When I was younger, I always wanted the perfect solution to an IT problem. I remember getting into argument after argument trying to insist upon the perfect configuration, setup, or whatever it was to meet the need.
The problem with looking for the perfect solution is that there are a lot of considerations that aren’t taken into account. These things apply not only to the problem at hand, but broader. Let’s look at some of them:
- The overall cost in money
- The amount of human effort it will take to get it implemented.
- The timeline it will take to implement.
- The complexity it introduces to the environment.
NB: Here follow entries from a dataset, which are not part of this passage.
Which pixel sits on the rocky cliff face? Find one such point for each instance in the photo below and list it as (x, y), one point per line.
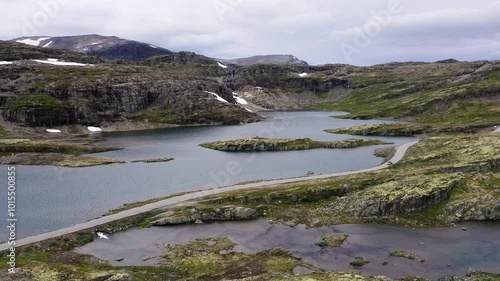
(152, 99)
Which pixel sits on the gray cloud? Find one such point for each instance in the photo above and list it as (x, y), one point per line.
(313, 30)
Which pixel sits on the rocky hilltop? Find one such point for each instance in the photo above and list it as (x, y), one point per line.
(265, 59)
(110, 47)
(185, 88)
(42, 93)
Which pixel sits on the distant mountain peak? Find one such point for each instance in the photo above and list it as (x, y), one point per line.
(110, 47)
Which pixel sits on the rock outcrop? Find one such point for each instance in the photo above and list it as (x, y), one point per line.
(228, 213)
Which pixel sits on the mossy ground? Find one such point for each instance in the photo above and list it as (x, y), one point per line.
(426, 170)
(154, 160)
(430, 186)
(332, 240)
(52, 153)
(402, 254)
(265, 144)
(439, 95)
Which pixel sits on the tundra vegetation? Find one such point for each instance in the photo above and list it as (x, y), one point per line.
(265, 144)
(451, 175)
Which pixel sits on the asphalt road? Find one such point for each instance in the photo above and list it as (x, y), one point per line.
(195, 195)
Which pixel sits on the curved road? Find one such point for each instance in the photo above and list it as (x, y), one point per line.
(195, 195)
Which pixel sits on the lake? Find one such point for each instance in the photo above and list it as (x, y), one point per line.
(50, 198)
(446, 250)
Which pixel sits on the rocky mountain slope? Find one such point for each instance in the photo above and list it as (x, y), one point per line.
(188, 88)
(265, 59)
(36, 94)
(110, 47)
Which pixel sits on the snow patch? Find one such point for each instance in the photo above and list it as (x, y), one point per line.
(94, 129)
(61, 63)
(219, 98)
(239, 100)
(33, 42)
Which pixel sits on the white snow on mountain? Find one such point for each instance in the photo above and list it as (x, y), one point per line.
(219, 98)
(61, 63)
(33, 42)
(239, 100)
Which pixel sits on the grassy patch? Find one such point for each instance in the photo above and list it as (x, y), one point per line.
(403, 254)
(332, 240)
(263, 144)
(359, 262)
(154, 160)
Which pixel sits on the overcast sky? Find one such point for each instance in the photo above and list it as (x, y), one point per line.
(361, 32)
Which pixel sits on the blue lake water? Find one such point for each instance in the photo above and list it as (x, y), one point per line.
(51, 198)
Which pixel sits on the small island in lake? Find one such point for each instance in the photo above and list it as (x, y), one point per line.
(264, 144)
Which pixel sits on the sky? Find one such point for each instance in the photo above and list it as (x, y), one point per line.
(359, 32)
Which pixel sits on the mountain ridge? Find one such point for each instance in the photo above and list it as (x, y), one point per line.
(110, 47)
One issue that we encounter when insisting on the perfect solution is we bypass the good enough solutions. And often times the work and cost difference between good enough and perfect is substantial. By focusing on perfect, we end up committing people whom can be used elsewhere far longer than a good enough solution. we end up spending more money. In short, we reduce overall what the organization can get accomplished.
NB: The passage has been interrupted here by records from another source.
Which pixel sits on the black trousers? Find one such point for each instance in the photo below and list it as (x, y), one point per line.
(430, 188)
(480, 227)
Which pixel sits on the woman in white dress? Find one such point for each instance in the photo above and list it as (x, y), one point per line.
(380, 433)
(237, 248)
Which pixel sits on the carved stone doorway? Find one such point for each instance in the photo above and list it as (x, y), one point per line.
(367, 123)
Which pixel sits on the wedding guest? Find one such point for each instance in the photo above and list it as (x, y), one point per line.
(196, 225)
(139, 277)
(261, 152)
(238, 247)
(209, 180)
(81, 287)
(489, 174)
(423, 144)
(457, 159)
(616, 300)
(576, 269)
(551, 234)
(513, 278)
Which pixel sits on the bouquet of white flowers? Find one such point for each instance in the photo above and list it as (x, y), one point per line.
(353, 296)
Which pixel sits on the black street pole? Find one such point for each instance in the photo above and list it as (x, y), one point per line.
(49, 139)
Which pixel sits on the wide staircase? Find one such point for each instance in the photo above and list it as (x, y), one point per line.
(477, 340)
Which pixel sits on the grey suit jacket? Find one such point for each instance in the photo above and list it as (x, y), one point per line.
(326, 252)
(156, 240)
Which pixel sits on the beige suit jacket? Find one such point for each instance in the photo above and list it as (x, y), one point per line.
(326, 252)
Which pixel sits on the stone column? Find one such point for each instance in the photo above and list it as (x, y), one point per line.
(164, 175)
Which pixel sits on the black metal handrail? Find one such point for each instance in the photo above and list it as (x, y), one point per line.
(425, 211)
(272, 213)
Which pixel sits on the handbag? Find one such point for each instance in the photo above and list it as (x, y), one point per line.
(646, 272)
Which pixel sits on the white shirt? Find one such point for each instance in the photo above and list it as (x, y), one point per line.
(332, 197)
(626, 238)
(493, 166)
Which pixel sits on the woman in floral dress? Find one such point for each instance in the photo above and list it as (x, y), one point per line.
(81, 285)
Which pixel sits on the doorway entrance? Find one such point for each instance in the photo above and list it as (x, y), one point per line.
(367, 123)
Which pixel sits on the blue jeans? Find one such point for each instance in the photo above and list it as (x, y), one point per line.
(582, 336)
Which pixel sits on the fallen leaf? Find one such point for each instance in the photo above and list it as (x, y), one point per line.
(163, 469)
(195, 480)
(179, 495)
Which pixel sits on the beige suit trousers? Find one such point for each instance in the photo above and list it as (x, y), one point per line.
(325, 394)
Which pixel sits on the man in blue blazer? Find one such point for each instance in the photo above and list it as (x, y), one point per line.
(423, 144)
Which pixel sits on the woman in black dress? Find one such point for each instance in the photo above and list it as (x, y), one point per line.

When we focus on perfect vs. good enough, we also potentially violate lean and agile principles. Lean and agile would indicate we get a minimum solution together as quickly as possible for feedback, for testing, for learning information we didn’t know we needed. From that initial offering, we get the knowledge we need to improve. And by iterating quickly, we end up developing the solution the user needs, not the one we had in our heads.
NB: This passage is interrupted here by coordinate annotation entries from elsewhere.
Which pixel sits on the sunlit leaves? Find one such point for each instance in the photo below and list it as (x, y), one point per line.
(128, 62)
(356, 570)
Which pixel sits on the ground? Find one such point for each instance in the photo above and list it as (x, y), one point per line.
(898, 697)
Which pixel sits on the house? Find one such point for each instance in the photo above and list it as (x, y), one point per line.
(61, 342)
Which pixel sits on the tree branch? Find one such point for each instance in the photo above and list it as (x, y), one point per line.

And that points out another issue with perfect solutions. They are perfect based on what we know at that point in time. But we don’t know what we don’t know. What we may envision as a perfect solution may be far away from is the best solution. We just don’t have the information to see that. Therefore, it’s not good to focus on the perfect. It’s the perfect based on incomplete information. And the perfect is the perfect enemy to architecture.